No-bid contracts mean higher costs
By BRETT J. BLACKLEDGE
The Defense Department frequently awards no-bid work to small contractors for repairs at military bases under the new economic stimulus law, costing taxpayers millions of dollars more than when businesses compete for the work, according to an Associated Press analysis of 570 such contracts.
The Pentagon saves more than three times as much money when companies compete, the AP analysis showed. Yet more than $242 million in federal contracts — representing more than one-fourth of the military's stimulus contract spending so far — has been awarded under the recovery program through no-bid contracts for repairs and maintenance.
President Barack Obama promised last month to save money through competition.
"By ending unnecessary no-bid contracts and reforming the way government contracts are awarded, we can save the American people up to $40 billion every year," Obama said, as he announced new procedures to increase competition.
In many of the cases, the military bases are eager to spend the stimulus money. Speed is an important element of the Obama administration's effort to jump-start the economy. Bidding and its delays can be avoided by federal rules that permit contract awards to small and disadvantaged businesses without competition, said Navy Cmdr. Darryn James, a Pentagon spokesman.
Across the government, more than $543 million in federal contracts have been awarded so far without competition under Obama's $787 billion stimulus program.
Much of the spending is for common construction work at a time when contractors crippled by the recession are offering steep discounts. State governments are taking advantage, reporting millions in savings as road and construction contracts come in under budget after making companies bid for the work.
The Defense Department can do that, too, and "ensure that we're getting the best deal possible," said Scott Amey of the Project on Government Oversight, a watchdog group that tracks government spending and waste.
"It's not surprising because of the economic times, that guys are actually taking jobs at a loss," said Eric Moore, who helps run Vanguard Construction in Arroyo Grande, Calif. The company has received competitive and no-bid stimulus contracts for maintenance work at Edwards Air Force Base.
Obama's recovery program includes about $7.4 billion for military construction, repairs and improvements at bases put off in recent years because of wartime expenses. The Defense Department also is seeing big savings in its construction contracts, but it is saving far more money when making businesses compete.
The AP reviewed project estimates and actual contract amounts for $420 million in stimulus projects given to contractors hired by military bases. Military bases have awarded about 1,445 contracts totaling $955 million for maintenance and repairs, but only $420 million could be readily compared to earlier Defense project estimates sent to Congress.

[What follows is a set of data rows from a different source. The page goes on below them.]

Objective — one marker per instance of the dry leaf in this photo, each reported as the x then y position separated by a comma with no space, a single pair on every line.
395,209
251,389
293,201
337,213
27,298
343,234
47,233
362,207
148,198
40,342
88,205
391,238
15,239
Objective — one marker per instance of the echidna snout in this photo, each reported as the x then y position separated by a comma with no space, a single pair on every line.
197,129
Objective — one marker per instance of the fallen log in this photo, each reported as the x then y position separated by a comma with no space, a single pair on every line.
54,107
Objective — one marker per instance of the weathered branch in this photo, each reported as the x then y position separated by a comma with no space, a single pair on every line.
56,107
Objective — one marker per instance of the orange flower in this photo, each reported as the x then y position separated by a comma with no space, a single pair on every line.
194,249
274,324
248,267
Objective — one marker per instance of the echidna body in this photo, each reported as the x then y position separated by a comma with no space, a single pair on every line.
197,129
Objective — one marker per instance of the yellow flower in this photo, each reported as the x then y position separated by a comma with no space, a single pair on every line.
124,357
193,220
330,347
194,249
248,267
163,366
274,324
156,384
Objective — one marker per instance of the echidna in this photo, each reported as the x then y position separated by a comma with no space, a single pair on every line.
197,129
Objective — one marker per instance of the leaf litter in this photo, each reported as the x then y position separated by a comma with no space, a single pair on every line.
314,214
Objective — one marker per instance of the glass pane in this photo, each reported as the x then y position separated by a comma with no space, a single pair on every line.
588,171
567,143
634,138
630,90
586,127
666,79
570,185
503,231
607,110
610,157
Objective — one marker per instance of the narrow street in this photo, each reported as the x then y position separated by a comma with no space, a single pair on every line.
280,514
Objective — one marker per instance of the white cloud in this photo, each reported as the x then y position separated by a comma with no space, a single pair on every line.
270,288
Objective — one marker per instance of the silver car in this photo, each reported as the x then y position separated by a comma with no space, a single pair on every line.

The 570 projects reviewed by the AP included $284.4 million in competitively bid contracts and $135.5 million in no-bid contracts.
The work that was competitively bid saved $34 million, with contract costs coming in about 11 percent less than budget estimates. The no-bid work saved $4.4 million, with contract costs coming in about 3 percent less than estimates, the AP's analysis shows.
Military bases have a long list of undone maintenance projects, and some used smaller contractors already working for them or already approved for no-bid work to spend stimulus money efficiently and effectively, said James, the Pentagon spokesman. Some bases also assigned the maintenance work without competition to eligible small contractors before Congress approved the stimulus program, he said.
Small businesses are receiving the bulk of the construction work, and most of that work is being awarded to the lowest bidder, James said.
The Pentagon doesn't have to rely on no-bid contracts to help small businesses. About $138 million of military maintenance contracts awarded through some type of competition went to small, disadvantaged or minority businesses, saving about $22.7 million, or 14 percent, the AP analysis shows.
The difference between some contracts is striking.
_Elmendorf Air Force Base in Alaska estimated spending $9.2 million on paving jobs, but approved $9.4 million in contracts without competition. Arnold Air Force Base in Tennessee estimated its paving work at $650,000, and awarded $400,815 in contracts after receiving competing bids, or about 38 percent under estimate.
_Tyndall Air Force Base in Florida figured it would spend $638,000 in sewer repair work and awarded the contract without bids for $629,118, slightly under its estimate. Travis Air Force Base in California estimated a sewer repair job at $3.7 million, and awarded a $2.5 million contract after bids, or about 32 percent under estimate.
_Glendale Luke Air Force Base in Arizona estimated it would spend $2.7 million on a heating and air conditioning conversion job but awarded the contract without bids at $3.1 million, or about 17 percent over estimate. The base estimated two other electrical jobs to replace and repair transformers to cost $440,000, but the actual contract was awarded through competitive bids at $454,990, slightly over its estimate.
Some agencies may follow the military's lead — turning to approved small businesses that can win contracts without bidding — so they can meet a requirement of Obama's stimulus program to spend the federal money fast, said Michael Pain, a lawyer who heads the federal construction practice of Cohen Seglias Pallas Greenhall & Furman in Philadelphia.
"The agencies are under some pressure to get this out as quickly as possible," he said.
But that shouldn't lead to waste, said Amey, with the watchdog group.
"There is a premium paid for working with these small companies," Amey said. "But that's where, to the extent possible, the government should entice as much competition as possible."